Rapid antigen test, which is approved by the Indian Council of Medical Research (ICMR) as one more type of test to diagnose Covid-19, has begun in Darjeeling district. The tests are being conducted at the North Bengal Medical College and Hospital (NBMCH), Siliguri District Hospital, Darjeeling District Hospital and Kurseong Sub-Divisional Hospital.
A rapid antigen test is done by using the nasal swab of a person, while the results are out within 30-45 minutes, experts have said. Health department officials said it will scale up testing and will also be useful for emergency cases.
Health experts believe that the actual number of Covid-19 cases is much higher than what is being detected. They also said more cases would come to light if people suspected of Covid or those who die are tested too.
“The nasopharyngeal swab is examined for the rapid antigen test. If a sample tests positive, it will be considered as final. The negative reports for asymptomatic persons will be treated final, but those who test negative, but show symptoms or have mild symptoms will undergo the conventional RT-PCR test,” said a senior health official.
Darjeeling district chief medical officer of health Dr Pralay Acharya said the development will expand the ambit of testing. “The advantage of the test is that it yields faster results, and it can be had in less than an hour. Given this, more tests can be carried out. The testing facilities have been decentralised. We have received the antigen test kits,” Dr Acharya said. Sources said two samples were tested positive through this method yesterday.
The ICMR had on 15 June announced that it validated the antigen tests. Some health experts suggested that it could be effective to fast-track testing and tracing of positive cases.
Blood banks dry up
The Covid-19 situation has hit blood banks in north Bengal. Blood bank authorities said they were now left with almost ‘nil’ stock. They attributed this to the lack of blood donation camps out of fear of Covid-19.
“We are in such a situation that we cannot describe it as a crisis because we almost have no stock of blood. The situation has aggravated since the beginning of this month. The situation of other government-run blood banks are the same,” said the director of the Regional Blood Transfusion Centre (RBTC) at the North Bengal Medical College and Hospital, Dr Mridumay Das.
Dr Das said they have issued appeals for people and organisations to donate blood. “But so far we have not got any positive response,” he added.

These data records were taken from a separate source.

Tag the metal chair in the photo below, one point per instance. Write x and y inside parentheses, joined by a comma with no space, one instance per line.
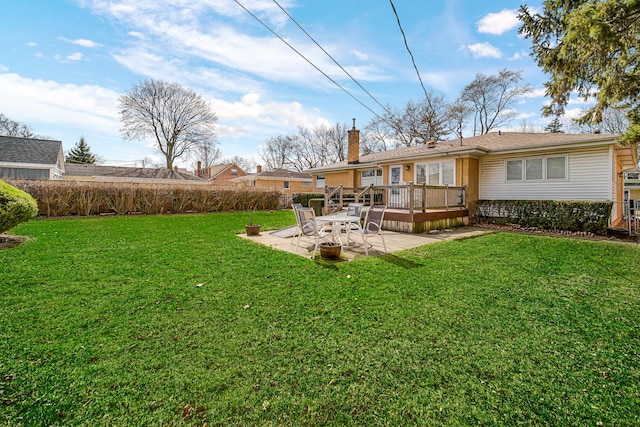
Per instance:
(372,227)
(309,228)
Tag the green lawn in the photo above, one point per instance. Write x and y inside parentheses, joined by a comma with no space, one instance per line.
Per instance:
(174,320)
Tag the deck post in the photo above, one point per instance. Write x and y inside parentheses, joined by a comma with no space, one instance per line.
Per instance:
(424,197)
(411,196)
(446,196)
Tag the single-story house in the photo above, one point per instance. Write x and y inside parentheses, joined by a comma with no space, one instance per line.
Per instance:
(30,158)
(496,166)
(101,173)
(220,175)
(282,180)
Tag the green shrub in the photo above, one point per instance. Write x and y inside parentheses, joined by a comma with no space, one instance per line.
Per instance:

There are 17 government blood banks in north Bengal under the RBTC, and officials said the situation there too was more or less the same. It is learnt that around 80 units of blood are supplied from the RBTC to the different health facilities, and the daily requirement of the NBMCH alone is around 60-70 units.
Sources at the RBTC said around 500 units of stock with at least 25 units of each positive group is an ideal stock. Voluntary organisations and frontal wings of political parties usually hold donation camps. Some representatives of voluntary organisations said many were not willing to donate blood given the Covid19 situation.